Step 5: Software Prefetch
With 8 accumulators, we're issuing 8 loads per iteration (only the a[] loads; the FMA also loads b[] implicitly = 16 total loads per iteration). Add prefetch hints to keep the memory pipeline full:
; dot_v3: Add prefetching
.loop:
prefetcht0 [rdi + rcx*4 + 512] ; prefetch a[] 512 bytes ahead
prefetcht0 [rsi + rcx*4 + 512] ; prefetch b[] 512 bytes ahead
; [same 8 FMA body as v2]
# v3 results:
# Time: 11.2 ms
# GFLOPs/s: 17.9 GFLOPs/s
# Bandwidth: 57.7% of DRAM capacity
20% improvement from prefetching. The prefetch hints help the memory controller pipeline requests more efficiently.

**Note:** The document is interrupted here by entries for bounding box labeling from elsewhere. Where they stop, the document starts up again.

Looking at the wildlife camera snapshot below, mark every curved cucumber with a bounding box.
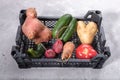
[52,14,72,38]
[60,17,77,42]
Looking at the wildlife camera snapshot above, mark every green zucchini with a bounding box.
[60,17,77,42]
[52,14,72,38]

Step 6: Non-Temporal Loads for Streaming Data
Since we are reading both arrays exactly once, the data should not pollute L2/L3:
; dot_v4: Use VMOVNTDQA (non-temporal loads from WC memory)

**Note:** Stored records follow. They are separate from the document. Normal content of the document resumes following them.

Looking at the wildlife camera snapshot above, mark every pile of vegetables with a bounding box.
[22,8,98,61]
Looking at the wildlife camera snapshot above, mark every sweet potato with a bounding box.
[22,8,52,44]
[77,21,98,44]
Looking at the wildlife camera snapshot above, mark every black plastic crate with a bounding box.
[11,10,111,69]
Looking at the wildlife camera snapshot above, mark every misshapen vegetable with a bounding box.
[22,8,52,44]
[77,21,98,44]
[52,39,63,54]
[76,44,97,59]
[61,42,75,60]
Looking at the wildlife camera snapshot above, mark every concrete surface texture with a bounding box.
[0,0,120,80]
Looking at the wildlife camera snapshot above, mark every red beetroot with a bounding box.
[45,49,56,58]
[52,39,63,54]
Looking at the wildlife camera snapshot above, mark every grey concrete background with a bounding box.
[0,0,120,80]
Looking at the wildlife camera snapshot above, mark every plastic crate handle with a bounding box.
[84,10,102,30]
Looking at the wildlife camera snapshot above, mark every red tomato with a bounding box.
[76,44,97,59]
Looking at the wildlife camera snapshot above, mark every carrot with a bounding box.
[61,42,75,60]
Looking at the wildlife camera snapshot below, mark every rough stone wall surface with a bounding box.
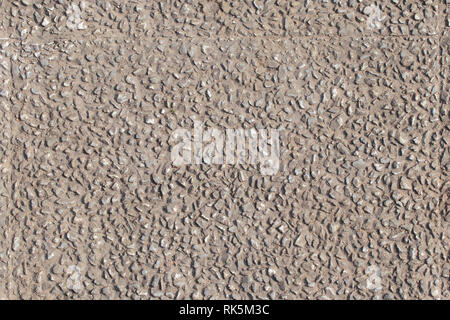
[0,0,450,299]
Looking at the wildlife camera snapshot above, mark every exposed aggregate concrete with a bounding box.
[0,0,450,299]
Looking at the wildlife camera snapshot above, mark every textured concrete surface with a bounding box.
[0,0,450,299]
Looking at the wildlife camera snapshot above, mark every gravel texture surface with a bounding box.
[0,0,450,299]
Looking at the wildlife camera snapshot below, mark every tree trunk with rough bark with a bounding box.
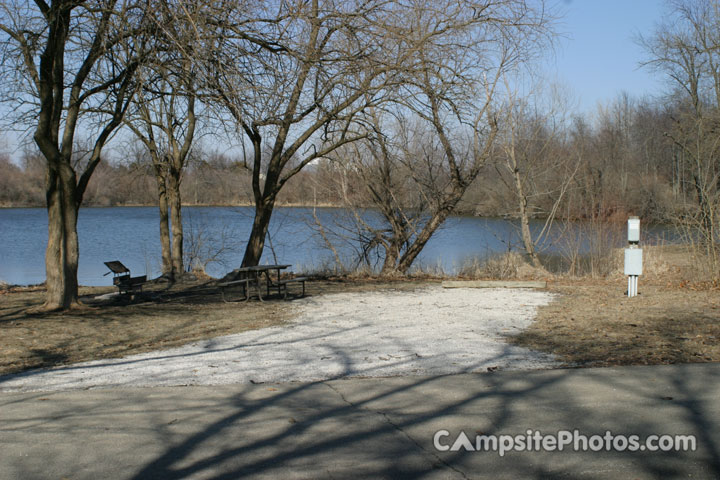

; Note: VMOVNTDQA requires write-combining memory mapping — use for GPU/device memory
; For regular DRAM, use PREFETCHNTA to reduce cache pollution instead
.loop:
prefetchnta [rdi + rcx*4 + 512] ; load to L1 only, no L2/L3 fill
prefetchnta [rsi + rcx*4 + 512]
; [same 8 FMA body]
# v4 results:
# Time: 9.8 ms
# GFLOPs/s: 20.4 GFLOPs/s
# Bandwidth: 63.2% of DRAM capacity
Step 7: AVX-512 (if available)
On hardware supporting AVX-512, ZMM registers hold 16 floats (vs. 8 for YMM):
; dot_v5: AVX-512 with 8 ZMM accumulators
dot_v5:
vzeroall ; zero all ZMM registers
xor ecx, ecx
sub edx, 128 ; 128 elements per iteration (8 × 16 floats)
jl .tail
.loop:
vmovaps zmm8, [rdi + rcx*4]
vfmadd231ps zmm0, zmm8, [rsi + rcx*4] ; 16 FMAs per instruction
vmovaps zmm8, [rdi + rcx*4 + 64]
vfmadd231ps zmm1, zmm8, [rsi + rcx*4 + 64]

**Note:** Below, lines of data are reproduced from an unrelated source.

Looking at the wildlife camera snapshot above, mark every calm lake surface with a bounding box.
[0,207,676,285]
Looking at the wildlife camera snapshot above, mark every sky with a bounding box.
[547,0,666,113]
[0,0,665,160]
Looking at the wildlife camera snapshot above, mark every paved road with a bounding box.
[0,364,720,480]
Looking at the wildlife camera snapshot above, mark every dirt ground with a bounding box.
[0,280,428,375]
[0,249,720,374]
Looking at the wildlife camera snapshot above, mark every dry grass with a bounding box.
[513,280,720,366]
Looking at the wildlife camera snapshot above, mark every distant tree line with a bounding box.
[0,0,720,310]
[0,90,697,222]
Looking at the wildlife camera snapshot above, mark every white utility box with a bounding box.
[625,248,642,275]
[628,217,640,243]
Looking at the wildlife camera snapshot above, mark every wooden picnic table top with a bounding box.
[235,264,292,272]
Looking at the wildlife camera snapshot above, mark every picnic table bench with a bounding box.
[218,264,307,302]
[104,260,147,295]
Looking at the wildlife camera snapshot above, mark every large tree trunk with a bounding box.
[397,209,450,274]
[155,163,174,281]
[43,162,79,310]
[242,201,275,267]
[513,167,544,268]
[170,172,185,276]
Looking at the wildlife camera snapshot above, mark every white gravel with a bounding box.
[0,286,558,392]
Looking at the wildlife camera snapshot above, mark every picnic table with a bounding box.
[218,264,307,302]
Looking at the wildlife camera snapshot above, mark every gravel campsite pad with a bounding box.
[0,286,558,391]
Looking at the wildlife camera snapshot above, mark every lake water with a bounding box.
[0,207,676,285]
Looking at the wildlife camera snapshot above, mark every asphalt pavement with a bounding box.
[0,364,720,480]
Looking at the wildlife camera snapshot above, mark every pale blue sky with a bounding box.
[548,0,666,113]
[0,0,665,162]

; ... (8 ZMM accumulators total)
add ecx, 128
sub edx, 128
jge .loop
# v5 (AVX-512) results:
# Time: 6.8 ms
# GFLOPs/s: 29.4 GFLOPs/s
# Bandwidth: 87.3% of DRAM capacity
Final Results
| Version | Time (ms) | GFLOPs/s | BW Efficiency | Speedup |
|---|---|---|---|---|
| Baseline (-O0) | 902 | 0.22 | 0.9% | 1.0× |
| Compiler (-O3) | 52.1 | 3.84 | 12.5% | 17.3× |
| v1: 4 acc YMM | 52.1 | 3.84 | 12.5% | 17.3× |
| v2: 8 acc YMM | 14.5 | 13.8 | 45.0% | 62.2× |
| v3: + prefetch | 11.2 | 17.9 | 57.7% | 80.5× |
| v4: + PREFETCHNTA | 9.8 | 20.4 | 63.2% | 92.0× |
| v5: AVX-512 | 6.8 | 29.4 | 87.3% | 132.6× |
| Theoretical ceiling | 6.4 | 31.25 | 100% | — |
The final NASM implementation achieves 87% of the theoretical DRAM bandwidth ceiling — about as close to the hardware limit as software can reach. The gap from 100% represents memory controller overhead, DRAM refresh cycles, and row activation latency.
The path: 0.22 → 29.4 GFLOPs/s, a 133× improvement from the -O0 baseline. The compiler's -O3 implementation achieves 17× of that improvement automatically. The remaining 7.7× required understanding ILP (accumulator count), memory bandwidth (prefetching), and hardware instruction sets (AVX-512).
This case study is a microcosm of all performance optimization: measure first, identify the bottleneck type (DRAM bound, not compute bound), apply targeted techniques (more accumulators to hide latency, prefetch to fill the pipeline), and verify each step improves the right metric.